Eventually, I roused myself from my blank-minded, mildly confused, fugue-state and scanned their drawings, typing in the shorthand commands that set the magical procreation program in motion. Sometimes that's how I think of it -- as microchips procreating inside my computer. I slept well enough that night, waking only once from a common-enough late-night thirst and an uncommon nagging sense that I had just awakened from a dream that I couldn't remember and didn't know whether or not I wanted to finish.

My morning routine was routine: early rising--a slow twenty-minute jog with a ten-minute cool-down walk--a quick shave while the shower ran hot, steaming the mirror. All the while, I continued to wonder about the dream, but then I realized it was not the dream that had my mind turning unfamiliar corners. It was today's computer children. I seldom give them a second thought before pulling them from the printer, giving them a quick glance, and starting on my morning sketches. But this morning I practically ran from the bathroom to the printer, unsure why I needed to hurry. I tossed aside the yuppie kids and quickly found the dozen sheets that held the computer's mating of the older couple I had spent a strange half hour with yesterday.

The first eleven pictures were puzzles, just like the couple themselves, familiar strangers, enigmatic oxymorons who stared at me as if I were an amnesiac who had only recently forgotten who they were.

Then I got to the twelfth.

I sat down hard right where I sit right now, gripping this one sheet for the last hour so tensely that the paper has torn a bit under my thumb.

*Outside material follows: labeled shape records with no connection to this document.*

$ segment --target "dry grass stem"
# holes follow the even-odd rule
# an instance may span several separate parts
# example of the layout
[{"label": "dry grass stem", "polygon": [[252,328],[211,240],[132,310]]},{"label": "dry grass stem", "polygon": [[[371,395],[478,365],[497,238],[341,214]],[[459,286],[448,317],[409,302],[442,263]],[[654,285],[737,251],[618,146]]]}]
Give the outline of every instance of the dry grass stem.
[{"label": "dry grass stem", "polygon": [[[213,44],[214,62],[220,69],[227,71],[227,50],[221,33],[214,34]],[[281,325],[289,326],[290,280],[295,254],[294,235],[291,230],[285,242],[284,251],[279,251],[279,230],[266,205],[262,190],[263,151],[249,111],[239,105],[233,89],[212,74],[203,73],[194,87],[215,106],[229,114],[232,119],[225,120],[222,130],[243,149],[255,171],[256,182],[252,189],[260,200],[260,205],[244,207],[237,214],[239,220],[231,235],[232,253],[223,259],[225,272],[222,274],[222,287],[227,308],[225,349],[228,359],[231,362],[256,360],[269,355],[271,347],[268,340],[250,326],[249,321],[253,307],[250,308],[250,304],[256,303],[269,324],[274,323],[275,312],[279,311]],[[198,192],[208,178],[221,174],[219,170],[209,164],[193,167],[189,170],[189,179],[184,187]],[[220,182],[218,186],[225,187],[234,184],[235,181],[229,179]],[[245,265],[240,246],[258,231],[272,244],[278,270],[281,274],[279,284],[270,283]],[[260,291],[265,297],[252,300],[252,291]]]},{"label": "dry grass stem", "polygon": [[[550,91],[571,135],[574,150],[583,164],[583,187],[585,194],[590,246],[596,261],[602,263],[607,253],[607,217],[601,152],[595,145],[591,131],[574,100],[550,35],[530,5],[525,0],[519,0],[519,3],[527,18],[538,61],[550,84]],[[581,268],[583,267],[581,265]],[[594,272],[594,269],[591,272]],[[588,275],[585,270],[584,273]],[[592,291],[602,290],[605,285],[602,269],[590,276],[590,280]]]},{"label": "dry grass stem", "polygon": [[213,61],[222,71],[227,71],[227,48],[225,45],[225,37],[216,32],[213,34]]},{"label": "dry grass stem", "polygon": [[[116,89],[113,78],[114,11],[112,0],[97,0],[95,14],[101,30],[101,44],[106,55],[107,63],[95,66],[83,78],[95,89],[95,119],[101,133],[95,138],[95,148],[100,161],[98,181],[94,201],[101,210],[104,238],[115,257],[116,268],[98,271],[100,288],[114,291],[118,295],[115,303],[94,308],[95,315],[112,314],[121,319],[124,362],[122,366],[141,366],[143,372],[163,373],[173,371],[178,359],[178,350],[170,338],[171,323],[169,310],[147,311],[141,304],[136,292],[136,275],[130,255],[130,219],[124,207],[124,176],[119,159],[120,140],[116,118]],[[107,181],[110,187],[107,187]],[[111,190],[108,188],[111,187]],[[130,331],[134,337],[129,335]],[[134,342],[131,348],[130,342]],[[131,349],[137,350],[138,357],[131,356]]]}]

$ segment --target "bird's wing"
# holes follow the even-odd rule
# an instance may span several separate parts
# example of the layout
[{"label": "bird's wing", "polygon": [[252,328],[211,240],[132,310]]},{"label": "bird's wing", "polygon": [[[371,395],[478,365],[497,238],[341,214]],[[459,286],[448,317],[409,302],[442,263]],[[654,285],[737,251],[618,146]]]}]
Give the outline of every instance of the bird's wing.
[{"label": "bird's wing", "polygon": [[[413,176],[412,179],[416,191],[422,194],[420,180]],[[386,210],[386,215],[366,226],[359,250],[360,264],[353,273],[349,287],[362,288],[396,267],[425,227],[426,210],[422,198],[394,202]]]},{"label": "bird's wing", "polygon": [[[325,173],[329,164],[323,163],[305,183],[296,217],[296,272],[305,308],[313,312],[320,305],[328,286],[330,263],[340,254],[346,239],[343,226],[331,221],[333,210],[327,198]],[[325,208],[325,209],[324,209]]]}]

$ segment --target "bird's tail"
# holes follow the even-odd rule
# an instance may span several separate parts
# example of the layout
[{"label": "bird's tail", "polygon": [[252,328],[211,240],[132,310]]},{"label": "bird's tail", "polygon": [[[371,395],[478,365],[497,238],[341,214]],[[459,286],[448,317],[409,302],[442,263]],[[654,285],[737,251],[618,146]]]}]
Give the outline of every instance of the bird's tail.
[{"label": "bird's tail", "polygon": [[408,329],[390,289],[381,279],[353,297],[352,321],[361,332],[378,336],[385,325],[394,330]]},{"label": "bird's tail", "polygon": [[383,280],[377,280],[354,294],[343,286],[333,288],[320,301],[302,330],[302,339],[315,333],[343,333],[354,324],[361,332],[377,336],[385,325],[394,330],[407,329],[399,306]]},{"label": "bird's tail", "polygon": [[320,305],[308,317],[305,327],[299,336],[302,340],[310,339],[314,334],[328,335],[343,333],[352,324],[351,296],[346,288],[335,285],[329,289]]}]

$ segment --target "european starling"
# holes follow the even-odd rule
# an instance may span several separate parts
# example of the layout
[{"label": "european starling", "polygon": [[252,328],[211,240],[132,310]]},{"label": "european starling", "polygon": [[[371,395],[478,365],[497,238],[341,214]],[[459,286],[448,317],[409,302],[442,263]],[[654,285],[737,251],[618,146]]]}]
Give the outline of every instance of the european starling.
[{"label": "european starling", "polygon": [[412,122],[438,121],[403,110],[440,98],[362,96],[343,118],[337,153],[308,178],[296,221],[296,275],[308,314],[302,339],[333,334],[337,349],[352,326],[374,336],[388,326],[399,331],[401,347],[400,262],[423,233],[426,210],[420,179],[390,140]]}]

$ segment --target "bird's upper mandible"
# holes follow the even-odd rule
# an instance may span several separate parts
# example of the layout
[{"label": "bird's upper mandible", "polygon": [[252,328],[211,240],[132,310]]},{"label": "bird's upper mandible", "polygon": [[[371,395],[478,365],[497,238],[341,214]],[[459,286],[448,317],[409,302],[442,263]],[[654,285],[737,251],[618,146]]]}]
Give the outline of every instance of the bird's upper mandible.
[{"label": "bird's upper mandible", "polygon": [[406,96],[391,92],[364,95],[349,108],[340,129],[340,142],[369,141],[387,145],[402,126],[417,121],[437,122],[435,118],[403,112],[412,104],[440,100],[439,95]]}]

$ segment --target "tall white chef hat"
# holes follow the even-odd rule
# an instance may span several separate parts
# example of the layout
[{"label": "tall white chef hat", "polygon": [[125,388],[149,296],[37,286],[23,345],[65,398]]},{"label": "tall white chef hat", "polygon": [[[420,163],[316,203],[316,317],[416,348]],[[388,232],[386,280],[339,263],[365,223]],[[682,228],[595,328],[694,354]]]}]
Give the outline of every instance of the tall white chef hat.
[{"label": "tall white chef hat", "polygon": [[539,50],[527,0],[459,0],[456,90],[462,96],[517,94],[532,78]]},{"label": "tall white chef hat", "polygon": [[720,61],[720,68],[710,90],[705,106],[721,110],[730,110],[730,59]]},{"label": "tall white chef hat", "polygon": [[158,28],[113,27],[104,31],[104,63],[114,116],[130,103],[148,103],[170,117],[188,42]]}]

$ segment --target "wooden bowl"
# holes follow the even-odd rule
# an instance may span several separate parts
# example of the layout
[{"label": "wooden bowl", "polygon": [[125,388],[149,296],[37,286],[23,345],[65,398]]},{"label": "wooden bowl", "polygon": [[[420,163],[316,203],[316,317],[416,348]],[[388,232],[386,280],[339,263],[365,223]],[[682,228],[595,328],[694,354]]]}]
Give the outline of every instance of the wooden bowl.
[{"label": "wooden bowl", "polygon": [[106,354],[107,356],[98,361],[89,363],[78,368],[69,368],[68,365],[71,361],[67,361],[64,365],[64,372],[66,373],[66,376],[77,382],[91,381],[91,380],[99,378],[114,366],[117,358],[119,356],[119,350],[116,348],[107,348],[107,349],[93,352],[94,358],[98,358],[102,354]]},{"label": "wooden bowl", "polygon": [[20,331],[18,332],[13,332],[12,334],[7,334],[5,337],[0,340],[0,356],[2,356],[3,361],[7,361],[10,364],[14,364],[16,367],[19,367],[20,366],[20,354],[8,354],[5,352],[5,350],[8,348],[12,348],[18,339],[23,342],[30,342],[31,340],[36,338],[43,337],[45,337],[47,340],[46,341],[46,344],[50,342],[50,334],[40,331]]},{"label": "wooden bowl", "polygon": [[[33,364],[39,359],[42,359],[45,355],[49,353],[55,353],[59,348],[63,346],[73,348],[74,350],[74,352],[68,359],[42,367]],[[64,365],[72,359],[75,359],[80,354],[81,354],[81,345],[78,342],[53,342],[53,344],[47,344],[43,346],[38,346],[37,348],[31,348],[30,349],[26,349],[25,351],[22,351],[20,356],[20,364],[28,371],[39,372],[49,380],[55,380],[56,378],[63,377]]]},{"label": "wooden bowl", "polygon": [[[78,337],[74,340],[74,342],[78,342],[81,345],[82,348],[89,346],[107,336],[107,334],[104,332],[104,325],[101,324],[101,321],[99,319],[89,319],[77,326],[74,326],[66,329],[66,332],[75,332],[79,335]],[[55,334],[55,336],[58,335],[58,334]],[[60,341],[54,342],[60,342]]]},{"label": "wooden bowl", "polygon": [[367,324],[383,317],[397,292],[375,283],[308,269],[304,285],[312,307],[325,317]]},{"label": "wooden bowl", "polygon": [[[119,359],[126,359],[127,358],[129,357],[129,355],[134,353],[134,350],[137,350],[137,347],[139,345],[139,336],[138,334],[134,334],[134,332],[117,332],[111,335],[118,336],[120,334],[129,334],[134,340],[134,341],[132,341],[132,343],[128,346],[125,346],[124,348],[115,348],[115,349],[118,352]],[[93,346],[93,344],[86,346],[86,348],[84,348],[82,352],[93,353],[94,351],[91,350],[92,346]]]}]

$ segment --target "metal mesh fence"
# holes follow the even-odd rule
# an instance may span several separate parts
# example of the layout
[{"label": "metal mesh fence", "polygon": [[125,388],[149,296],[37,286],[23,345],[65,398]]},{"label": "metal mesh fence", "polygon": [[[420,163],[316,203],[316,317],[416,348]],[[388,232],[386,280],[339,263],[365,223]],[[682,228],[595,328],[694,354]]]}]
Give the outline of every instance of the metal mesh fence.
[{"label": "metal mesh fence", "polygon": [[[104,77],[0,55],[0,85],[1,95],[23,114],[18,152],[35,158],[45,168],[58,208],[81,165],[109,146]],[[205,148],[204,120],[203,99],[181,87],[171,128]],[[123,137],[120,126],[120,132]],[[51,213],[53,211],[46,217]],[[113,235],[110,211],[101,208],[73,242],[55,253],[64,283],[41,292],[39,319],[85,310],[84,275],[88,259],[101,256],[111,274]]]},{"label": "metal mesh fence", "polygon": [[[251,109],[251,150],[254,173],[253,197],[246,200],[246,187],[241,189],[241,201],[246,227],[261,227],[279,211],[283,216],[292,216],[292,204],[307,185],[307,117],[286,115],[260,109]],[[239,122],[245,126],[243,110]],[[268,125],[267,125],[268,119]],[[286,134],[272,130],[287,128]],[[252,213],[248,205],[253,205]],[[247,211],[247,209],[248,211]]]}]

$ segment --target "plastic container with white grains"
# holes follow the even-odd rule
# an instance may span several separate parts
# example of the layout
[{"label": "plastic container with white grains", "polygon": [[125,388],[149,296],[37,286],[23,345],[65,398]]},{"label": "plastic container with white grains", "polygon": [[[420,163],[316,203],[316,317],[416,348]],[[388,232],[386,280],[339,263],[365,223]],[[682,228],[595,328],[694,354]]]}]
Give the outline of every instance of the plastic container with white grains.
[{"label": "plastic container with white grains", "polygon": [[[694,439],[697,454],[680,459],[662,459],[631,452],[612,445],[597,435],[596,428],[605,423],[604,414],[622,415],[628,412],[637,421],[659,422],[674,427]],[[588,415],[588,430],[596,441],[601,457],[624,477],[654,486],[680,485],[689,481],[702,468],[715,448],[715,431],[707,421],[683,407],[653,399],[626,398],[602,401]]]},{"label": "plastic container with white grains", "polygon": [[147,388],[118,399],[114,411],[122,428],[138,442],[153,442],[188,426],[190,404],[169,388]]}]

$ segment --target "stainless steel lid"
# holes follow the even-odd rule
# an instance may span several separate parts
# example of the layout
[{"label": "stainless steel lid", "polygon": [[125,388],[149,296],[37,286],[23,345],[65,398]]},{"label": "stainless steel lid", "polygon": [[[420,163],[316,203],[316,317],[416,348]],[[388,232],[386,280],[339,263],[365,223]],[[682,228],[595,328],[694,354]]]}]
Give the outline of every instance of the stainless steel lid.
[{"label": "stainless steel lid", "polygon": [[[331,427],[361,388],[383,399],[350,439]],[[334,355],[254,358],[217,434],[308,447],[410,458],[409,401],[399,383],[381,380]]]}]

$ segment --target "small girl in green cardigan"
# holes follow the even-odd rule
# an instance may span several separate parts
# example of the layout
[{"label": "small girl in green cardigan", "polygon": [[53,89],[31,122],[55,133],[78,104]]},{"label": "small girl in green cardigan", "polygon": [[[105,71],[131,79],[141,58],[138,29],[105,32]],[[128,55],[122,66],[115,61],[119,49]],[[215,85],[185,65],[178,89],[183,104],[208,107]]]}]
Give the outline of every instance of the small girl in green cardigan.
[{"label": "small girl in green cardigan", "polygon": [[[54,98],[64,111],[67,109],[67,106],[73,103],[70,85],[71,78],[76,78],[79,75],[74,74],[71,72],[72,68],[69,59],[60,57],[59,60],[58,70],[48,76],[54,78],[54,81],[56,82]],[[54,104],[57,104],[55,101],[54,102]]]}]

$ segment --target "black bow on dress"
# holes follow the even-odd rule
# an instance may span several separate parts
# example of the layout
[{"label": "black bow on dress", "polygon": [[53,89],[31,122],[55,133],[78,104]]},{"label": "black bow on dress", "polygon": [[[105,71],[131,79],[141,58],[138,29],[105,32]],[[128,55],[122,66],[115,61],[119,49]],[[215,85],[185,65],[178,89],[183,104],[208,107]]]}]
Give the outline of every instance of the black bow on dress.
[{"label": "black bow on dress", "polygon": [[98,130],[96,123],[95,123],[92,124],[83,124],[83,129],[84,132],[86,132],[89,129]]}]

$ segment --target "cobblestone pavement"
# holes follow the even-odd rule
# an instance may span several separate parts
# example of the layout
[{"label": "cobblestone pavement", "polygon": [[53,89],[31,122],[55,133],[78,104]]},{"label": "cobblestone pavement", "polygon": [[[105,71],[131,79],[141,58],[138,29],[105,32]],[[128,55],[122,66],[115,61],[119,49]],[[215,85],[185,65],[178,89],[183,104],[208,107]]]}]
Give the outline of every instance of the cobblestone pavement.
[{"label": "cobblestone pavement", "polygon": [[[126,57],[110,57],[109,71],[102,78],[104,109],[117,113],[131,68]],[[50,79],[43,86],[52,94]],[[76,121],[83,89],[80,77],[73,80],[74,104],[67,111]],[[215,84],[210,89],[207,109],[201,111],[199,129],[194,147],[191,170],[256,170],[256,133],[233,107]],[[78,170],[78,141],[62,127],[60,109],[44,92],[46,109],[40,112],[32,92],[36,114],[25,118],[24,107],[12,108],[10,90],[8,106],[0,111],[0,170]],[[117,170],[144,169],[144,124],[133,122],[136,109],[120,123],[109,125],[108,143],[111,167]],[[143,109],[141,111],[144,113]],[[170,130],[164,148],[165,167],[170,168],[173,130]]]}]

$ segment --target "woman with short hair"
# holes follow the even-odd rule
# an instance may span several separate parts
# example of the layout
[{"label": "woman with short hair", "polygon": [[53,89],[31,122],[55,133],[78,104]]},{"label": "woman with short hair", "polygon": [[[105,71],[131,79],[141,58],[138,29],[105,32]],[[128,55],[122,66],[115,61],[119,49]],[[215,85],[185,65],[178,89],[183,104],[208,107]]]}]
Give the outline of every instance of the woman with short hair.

The likeness is amazing, truer than I would have thought possible. I'd seen the pictures taken of this face at the orphanage, ages six through sixteen, the last year, the year the foster parents came. In fact, I have those pictures in a box at the back of my closet, unseen for a decade or more, but clear as Kodak in the black and white of my memory.

A two o'clock this afternoon, I'm meeting the parents of this face I can't stop staring at, the same parents I met yesterday. I don't know if I'll keep that appointment. How can I? But how can I not?

The face stares up at me, young and innocent, but just a bit tired around the eyes, a trait those eyes still show, more appropriate now in adulthood. The curve of the jawline, the slight downcurl of the lips, the too-straight-line nose, the low hairline, those tired eyes--all there, all true.

The face I'm staring into, the face that stares back with a thousand unasked questions, is my own.